As Academias conquistaram-no; e D.S João V confia-lhe incidentalmente serviços diplomáticos e permanentemente a direção da Livraria real, lamentavelmente destruída pelo terramoto de 1755. Vivendo num meio gloriosamente erudito, — o período mais intenso da erudição nacional, cujo espólio tem ainda hoje de nos ser familiar, mas onde o espírito crítico e o amor das ideias gerais entorpeceram sob o peso das fadigas de pormenor, — a sua inteligência de estrangeirado adormeceu na memória erudita. Manteve sempre, sem dúvida um divórcio entre o seu ideal pedagógico e a prática comum do ensino; mas o estímulo renovador, que deveria ter sido vibrante e insistente na crítica, foi, por assim dizer, confidencial, legando-nos apenas os Apontamentos para a educação de um menino nobre que para seu uso fazia. Dedicados ao Marquês de Alegrete, estes Apontamentos foram publicados em 1734. D.S Luís de Meneses, terceiro Conde da Ericeira e autor da História de Portugal restaurado, na censura preliminar, abre a série dos panegiristas; e o melhor depoimento da aceitação deste livrinho está na circunstância de se ter exaurido completamente ao cabo de poucos anos, a ponto de em 1761 ter saído nova edição, no Porto, saudada «como uma das boas obras, que temos na nossa língua», pelo mais culto e exigente crítico literário da época, Francisco Bernardo de Lima . As benéficas revoluções do ensino público da segunda metade do século XVIII e do liberalismo, de espírito e sentido mais profundo e largo, obscureceram um tanto este livro, que Ribeiro Sanches, em 1760, considerava «o mais excelente» dentre «os milhares de tratados [que] se têm impresso da educação doméstica» , mormente pela sua finalidade nobiliária. Só nos últimos tempos, as suas ideias foram recordadas, pelo livro e pelo magistério oral: assim Ferreira Deusdado, no elenco dos Educadores Portugueses (Coimbra, 1910) e o Prof. Queirós Veloso, em brilhantes lições do curso da História da Pedagogia, na Escola Normal Superior de Lisboa.

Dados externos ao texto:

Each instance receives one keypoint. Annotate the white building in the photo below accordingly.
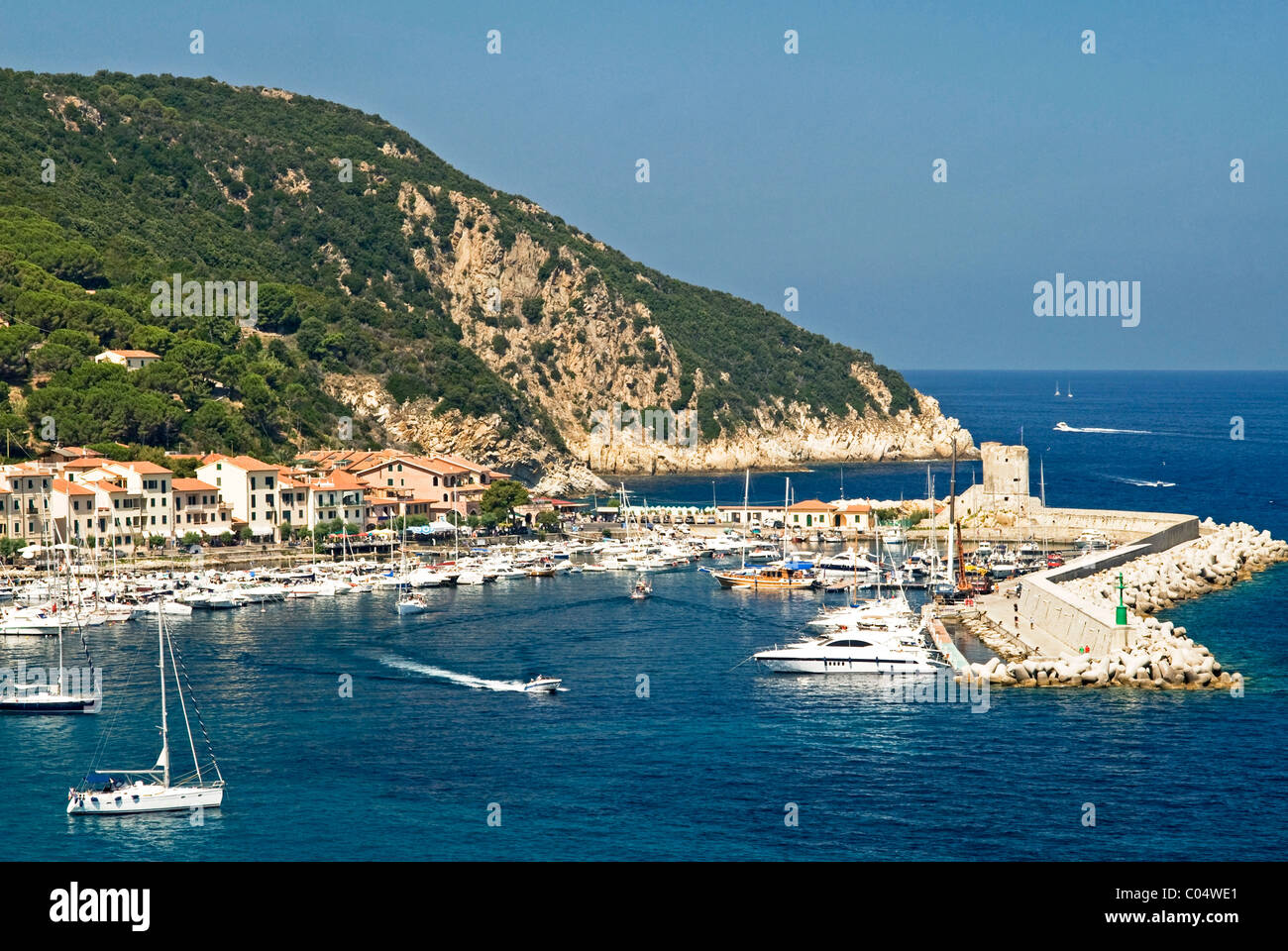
(197, 508)
(249, 486)
(130, 360)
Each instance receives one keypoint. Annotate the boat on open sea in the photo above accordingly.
(116, 792)
(787, 577)
(542, 685)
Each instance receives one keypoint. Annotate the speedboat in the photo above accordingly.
(103, 795)
(542, 685)
(412, 604)
(46, 699)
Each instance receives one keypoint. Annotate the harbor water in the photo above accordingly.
(665, 745)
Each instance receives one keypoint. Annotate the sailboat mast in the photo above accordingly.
(165, 727)
(787, 489)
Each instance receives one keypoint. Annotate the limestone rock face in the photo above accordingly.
(544, 322)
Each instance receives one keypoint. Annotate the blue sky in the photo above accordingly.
(814, 170)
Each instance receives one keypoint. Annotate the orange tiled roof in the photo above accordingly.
(71, 487)
(192, 486)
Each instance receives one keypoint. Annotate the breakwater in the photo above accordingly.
(1063, 633)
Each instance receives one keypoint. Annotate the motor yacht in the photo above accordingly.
(542, 685)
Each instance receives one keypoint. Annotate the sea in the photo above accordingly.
(346, 732)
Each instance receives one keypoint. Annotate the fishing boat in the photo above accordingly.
(51, 698)
(116, 792)
(542, 685)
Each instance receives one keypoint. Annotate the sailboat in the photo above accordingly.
(115, 792)
(408, 603)
(52, 698)
(789, 577)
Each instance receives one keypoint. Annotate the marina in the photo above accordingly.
(316, 647)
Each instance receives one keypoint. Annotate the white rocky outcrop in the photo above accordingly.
(1153, 582)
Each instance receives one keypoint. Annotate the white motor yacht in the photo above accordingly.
(542, 685)
(851, 652)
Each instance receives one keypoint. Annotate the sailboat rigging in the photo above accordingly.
(115, 792)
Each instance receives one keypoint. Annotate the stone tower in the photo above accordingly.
(1006, 476)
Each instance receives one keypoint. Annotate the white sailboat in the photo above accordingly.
(52, 698)
(408, 603)
(117, 792)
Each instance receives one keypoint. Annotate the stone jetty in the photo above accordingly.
(1220, 557)
(1160, 658)
(1157, 654)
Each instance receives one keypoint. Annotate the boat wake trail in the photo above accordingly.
(1144, 483)
(1065, 428)
(478, 684)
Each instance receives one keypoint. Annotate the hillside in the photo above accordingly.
(429, 308)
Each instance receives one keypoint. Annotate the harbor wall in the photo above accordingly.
(1072, 621)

Não é na tradição, ou se se quiser, na prática usual e orientação do ensino na sua época, que Martinho de Mendonça vai procurar o norte das suas ideias.

Tradicionalista na ordem moral, inseparável em seu juízo da religião, conservador na ordem social, não o é no conceito da finalidade da educação e principalmente nos meios de a atingir.

Uma atitude pedagógica consciente e coerente pressupõe uma filosofia e uma psicologia, porque não existe ideal pedagógico, isto é um ideal de formação humana, sem uma conceção do valor da vida e das possibilidades da natureza humana. Esta filosofia tem em Martinho de Mendonça dois aspetos solidários. O aspeto negativo, corroborando o juízo do Cavalheiro de Oliveira, traduz-se pela crítica do conteúdo do ensino e no reconhecimento da inutilidade e vícios do método escolástico. Assim, a gramática será mais útil que a retórica, cujas regras tem «quase por inúteis» e antecipando Manuel de Azevedo Fortes, na Lógica racional, geométrica, e analítica (Lisboa, 1744), considera o estudo da lógica «livre de inconvenientes» quando o entendimento se tiver fortificado no conhecimento da geometria e da álgebra.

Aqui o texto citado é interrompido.